Links:
- Emile Henry: Trial Declaration (Redbubble collection)
- “Déclaration d’Émile Henry à son procès” (1894) — [Bibliothèque anarchiste]
- “Emile Henry’s Defense” (1894) — [Anarchist Library]
Art is an important, but not always emphasized part of the Libertarian Labyrinth project—and has been since the beginning. In the Galleries you can find images from versions of the archive going back to some of its earliest forms. In the current version of the collection, the digital collages serve as a place to share bits of the fruits of research, beyond the realm of texts and translations, but also as glimpses of the “lost continent” of the anarchist past as it appears to me.
The Libertarian Labyrinth aesthetic has always been connected to that of my various publishing projects, with the influence becoming an active, two-way process in the days when Corvus Editions was as much a part of the reused materials movement as it was a part of the anarchist small press scene.

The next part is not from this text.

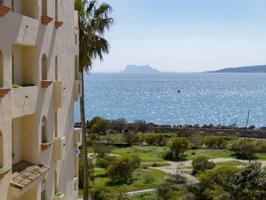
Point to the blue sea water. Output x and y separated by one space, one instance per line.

As the book and craft fairs became scarcer, I started thinking about short-run and print-on-demand book publishing as a way to adapt. But that shift called for a bit more care and know-how in the realm of design than either the Libertarian Labyrinth or the very DIY versions of Corvus Editions—so I got to work translating the existing style into something suitable to larger, higher-resolution canvases and less intimate commercial settings.
I expected that I would end up with books waiting for covers, that the content of the new projects would come together much more quickly than the form, but the pandemic intervened, making both interlibrary loan and research travel impossible. At the same time, there were a lot of incentives to assemble the digital design tools and assets I lacked. So I actually ended up focusing on the artistic side of things, without much outlet for the results.
I’m still trying to decide, what, if anything, I should be doing with the new work, besides decorating the website and, hopefully soon, a new line of Corvus Editions. But as I have been doing research on the options for short-run production of various items, it struck me that one idea—an amusing idea, at least, if not exactly the one I’ve been looking for—would be to test the waters on one of the real print-on-demand sites, where I could not only test a variety of styles of art, but also a range of possible products considerably broader than I would ever explore otherwise.
So I’ve loaded some designs on Redbubble, where sometimes the choices are as absurd as they are entertaining:
I’m going to feature a few of the items in a new series here: partly as an advertisement and partly as a way to share some of the elements I’ve created or assembled to make the new compositions. First in the series is “Emile Henry — Trial Declaration:”
I had already completed a collage built around Henry’s mugshot for the “Rogues” series (below), but that was done with images scavenged from the internet, which limited the size of the piece to one suitable for display on the web, but certainly not on a shower curtain—or even a high-resolution greeting card. In order to adapt the material to much larger canvases, it was necessary to shift from raster to vector images and to rely on scalable elements for the remainder of the composition. (The simplified image below is a png file, but at a resolution where it could easily be converted to a scalable type. Feel free to make use of it if it is indeed useful.)
The work was assembled in the Affinity Publisher, which is already a fairly powerful tool, using the built-in StudioLink to access tools from Affinity Photo and Affinity Designer during the process. The text is from the “Déclaration d’Émile Henry à son procès” and includes the end of Henry’s explanation for the attentat outside the Carmaux Mining Company in the Rue des Bons-enfants. (Links to the complete French text and an English translation are in the links.) That places this project somewhere between
“There is no ethical consumption under capitalism.”
and
“There are no innocent bourgeois.”
Make of that what you will. I’m just going to make things that please me and see if they please anyone else.